Gender-affirming hormone therapy (GAHT) alters sex-steroid exposure, raising important questions about skeletal health in transgender and gender-diverse populations. Evidence remains fragmented and centred on areal bone mineral density (BMD), with sparse fracture data and little integration of other parameters such as muscle.

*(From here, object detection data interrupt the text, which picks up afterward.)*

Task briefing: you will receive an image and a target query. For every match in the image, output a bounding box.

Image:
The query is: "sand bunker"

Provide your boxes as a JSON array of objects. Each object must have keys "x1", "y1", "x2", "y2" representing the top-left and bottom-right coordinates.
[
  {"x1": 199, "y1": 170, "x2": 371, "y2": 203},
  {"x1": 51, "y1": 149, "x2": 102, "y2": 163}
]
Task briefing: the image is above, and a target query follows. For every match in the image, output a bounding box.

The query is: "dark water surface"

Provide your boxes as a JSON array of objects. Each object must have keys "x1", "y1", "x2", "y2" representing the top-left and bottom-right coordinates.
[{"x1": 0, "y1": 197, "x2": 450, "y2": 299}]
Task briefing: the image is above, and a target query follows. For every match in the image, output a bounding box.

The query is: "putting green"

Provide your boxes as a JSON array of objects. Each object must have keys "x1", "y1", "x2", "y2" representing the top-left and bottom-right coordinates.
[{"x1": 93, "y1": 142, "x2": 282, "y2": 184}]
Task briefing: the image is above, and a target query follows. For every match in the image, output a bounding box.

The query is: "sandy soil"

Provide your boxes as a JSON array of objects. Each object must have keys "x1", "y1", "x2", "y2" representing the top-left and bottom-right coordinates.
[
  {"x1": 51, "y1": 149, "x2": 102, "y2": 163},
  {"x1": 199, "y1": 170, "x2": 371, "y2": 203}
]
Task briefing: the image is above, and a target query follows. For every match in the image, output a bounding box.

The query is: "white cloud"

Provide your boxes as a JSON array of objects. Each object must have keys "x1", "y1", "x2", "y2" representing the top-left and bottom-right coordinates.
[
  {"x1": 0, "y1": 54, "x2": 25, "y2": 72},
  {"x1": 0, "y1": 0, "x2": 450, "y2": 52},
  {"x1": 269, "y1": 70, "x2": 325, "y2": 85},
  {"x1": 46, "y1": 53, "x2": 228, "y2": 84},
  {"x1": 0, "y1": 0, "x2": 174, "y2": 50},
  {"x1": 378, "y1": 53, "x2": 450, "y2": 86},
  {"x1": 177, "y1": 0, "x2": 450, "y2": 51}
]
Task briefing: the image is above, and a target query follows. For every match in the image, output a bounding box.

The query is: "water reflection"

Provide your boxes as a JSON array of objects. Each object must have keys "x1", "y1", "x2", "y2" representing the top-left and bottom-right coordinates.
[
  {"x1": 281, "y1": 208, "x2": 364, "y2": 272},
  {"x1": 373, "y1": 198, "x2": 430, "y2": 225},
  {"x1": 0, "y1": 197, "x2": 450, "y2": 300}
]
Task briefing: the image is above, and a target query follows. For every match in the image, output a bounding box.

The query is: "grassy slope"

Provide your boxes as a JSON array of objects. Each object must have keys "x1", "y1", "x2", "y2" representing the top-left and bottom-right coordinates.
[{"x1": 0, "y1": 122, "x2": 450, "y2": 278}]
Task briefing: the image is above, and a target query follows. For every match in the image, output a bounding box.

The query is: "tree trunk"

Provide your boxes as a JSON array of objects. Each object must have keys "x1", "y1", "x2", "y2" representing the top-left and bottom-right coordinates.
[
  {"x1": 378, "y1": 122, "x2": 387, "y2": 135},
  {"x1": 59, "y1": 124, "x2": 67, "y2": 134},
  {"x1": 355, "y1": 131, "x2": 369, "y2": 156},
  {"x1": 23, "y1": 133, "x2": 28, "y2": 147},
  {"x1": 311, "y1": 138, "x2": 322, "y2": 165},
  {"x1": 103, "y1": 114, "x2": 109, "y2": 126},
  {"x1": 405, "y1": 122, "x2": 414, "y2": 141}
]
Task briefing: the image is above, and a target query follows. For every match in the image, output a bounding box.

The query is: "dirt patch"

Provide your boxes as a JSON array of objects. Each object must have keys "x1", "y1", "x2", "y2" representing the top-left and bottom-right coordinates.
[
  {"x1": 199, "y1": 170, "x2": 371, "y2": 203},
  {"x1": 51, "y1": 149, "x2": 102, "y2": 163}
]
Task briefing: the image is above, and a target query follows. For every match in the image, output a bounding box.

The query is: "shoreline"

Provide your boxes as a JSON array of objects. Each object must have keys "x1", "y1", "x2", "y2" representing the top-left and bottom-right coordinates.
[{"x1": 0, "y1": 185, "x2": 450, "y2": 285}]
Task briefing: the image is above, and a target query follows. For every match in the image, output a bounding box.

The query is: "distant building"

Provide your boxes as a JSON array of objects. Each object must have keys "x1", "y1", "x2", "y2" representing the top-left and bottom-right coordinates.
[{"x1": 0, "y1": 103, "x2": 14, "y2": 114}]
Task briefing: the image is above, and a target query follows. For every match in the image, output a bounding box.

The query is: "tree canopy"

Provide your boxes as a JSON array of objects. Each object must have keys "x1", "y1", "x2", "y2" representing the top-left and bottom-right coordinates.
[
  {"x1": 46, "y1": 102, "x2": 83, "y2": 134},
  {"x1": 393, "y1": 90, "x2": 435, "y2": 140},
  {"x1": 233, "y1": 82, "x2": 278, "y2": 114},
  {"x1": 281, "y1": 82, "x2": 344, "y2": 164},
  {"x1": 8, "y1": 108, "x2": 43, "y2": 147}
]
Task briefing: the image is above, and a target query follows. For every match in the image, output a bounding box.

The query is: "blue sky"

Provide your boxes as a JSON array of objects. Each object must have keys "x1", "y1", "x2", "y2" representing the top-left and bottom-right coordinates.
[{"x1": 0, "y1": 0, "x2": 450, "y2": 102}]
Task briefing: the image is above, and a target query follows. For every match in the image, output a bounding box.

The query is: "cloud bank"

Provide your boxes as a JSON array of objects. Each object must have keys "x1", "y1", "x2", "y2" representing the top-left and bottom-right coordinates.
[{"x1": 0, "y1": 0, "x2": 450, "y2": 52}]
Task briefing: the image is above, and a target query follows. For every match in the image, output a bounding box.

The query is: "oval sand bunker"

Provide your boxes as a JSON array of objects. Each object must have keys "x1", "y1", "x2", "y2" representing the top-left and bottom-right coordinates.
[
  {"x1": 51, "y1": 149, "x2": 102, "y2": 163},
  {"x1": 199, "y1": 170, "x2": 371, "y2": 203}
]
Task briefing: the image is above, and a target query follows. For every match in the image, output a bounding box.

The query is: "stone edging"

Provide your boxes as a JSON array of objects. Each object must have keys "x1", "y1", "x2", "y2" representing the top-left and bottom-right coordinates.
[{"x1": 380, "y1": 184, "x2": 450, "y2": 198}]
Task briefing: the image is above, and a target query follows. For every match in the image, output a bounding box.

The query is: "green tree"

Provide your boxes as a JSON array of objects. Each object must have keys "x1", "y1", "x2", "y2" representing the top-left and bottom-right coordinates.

This narrative review synthesises evidence on skeletal health in transgender individuals, bone density, fracture risk and the muscle-bone unit, bone health screening, and effects of gonadotropin-releasing hormone (GnRH) agonists during adolescence.

Methods

We performed a narrative review of clinical studies and guidelines addressing BMD, fractures, puberty suppression, and GAHT in transgender populations, prioritising clinically relevant data.

Results

Multiple cohorts report low pre-GAHT BMD, particularly in individuals assigned-male-at-birth (AMAB), likely reflecting minority stress, low physical activity, suboptimal vitamin D status, and sedentary lifestyles. Adequately dosed GAHT generally maintains or modestly improves BMD, especially in individuals assigned-female-at-birth (AFAB) on testosterone, while modest lumbar spine deficits may persist in some AMAB individuals. Fracture data are limited but reassuring. In adolescents, GnRH-agonists predictably reduce BMD Z-scores during hormonal suppression, with partial recovery after GAHT-initiation. However, implications for peak bone mass remain uncertain. Emerging evidence favours risk-stratified rather than universal dual-energy X-ray absorptiometry (DXA) screening, alongside optimisation of GAHT, nutrition, and physical activity.

Conclusions

Current evidence does not indicate an increased skeletal risk when GAHT is appropriately managed. Pre-existing vulnerabilities appear central to bone health risk stratification, underscoring the need for risk-based care that integrates bone parameters alongside non-skeletal factors, such as muscle.